Very few people will really understand the hardships of sleeping in a car for months, bathing in a basin with a cup in a dirt room, and praying I won't freeze overnight up in the mountains because it's so cold. Or understand what it's like to pray for rain in the dry season so that you can wash your dishes and clothes, or collect rain water to boil and bathe. And though I could go on with all the obstacles I've had to face and endure to get to this point, the countless hours I didn't sleep, the anxiety of finding people to trust and work with, it is a miracle that we are in a beautiful house now, with running water and solar electricity. That is enough for me to be beyond grateful and continue to serve those less fortunate around me and give them a better life as well. It is a blessing for me so that I can be a blessing for everyone else around me. We’ve been fully booked with patients in our Clinic (please check our Facebook posts for more information and pictures from the opening) every Monday, Wednesday, and Friday. Patients that for the first time in their lives are getting the right medical treatment. Patients that are getting a second chance at a better quality of life. Children that have the possibilities to run and play and just be free. They don’t have to worry about whether they’ll grow up to have a career or be left behind because of a handicap. The amount of people we’ve seen in such a short time has been astonishing truly. Most our patients need basic care, but every so often we have patients walk in that are on their last hope, about to lose a limb or die from infection. We do so much more than just provide medicine or care. We take patients from A-Z, in whatever it is that they need to be healthy, and that is because of our gracious and big-hearted donors. You guys are impacting beyond the borders of your own lives.
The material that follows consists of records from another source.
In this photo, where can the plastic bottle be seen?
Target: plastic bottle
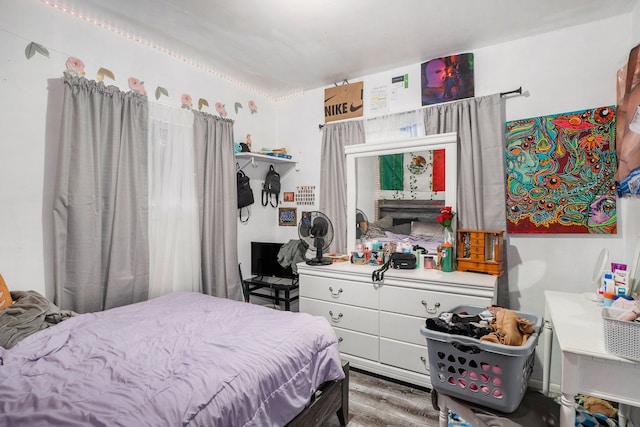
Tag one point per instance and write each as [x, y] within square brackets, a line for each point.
[608, 283]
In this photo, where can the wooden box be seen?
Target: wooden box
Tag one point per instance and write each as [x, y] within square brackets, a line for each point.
[480, 251]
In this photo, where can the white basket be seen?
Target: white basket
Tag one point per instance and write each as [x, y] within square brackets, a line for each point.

Our other projects with the Women, Kids Feeding programs, Education and more have also continued here at our camp. We have grown and continue to grow in numbers. The women have continued to hand weave beautiful baby bassinet and doggie beds (you can PM me if interested in purchasing one or any of the other beautiful products in our collection), that support and provide for their families. Our kids feeding program along with education, has continued as well. We have over 100 kids show up for class to learn, as our village doesn't currently have a school. We are excited that hopefully within the next year or so we'll be able to build a proper school. From clothing to backpacks to shoes and so much more, we have 60 children enrolled and sponsored to go to other schools for now. It has been an intense but giving season here at our camp, and we have so many to thank for it. Though the chaos of single parenting, construction, the Medical Clinic, and continuing our other key projects keep me on the edge of my toes, I am reminded tonight as I write this blog that I indeed am thankful and blessed. May we start seeing the value of investing in humanity no matter where we live or what we do and are. The greatest commandment our heavenly father left us was to love one another. I hope we can all do more of that in this day and age.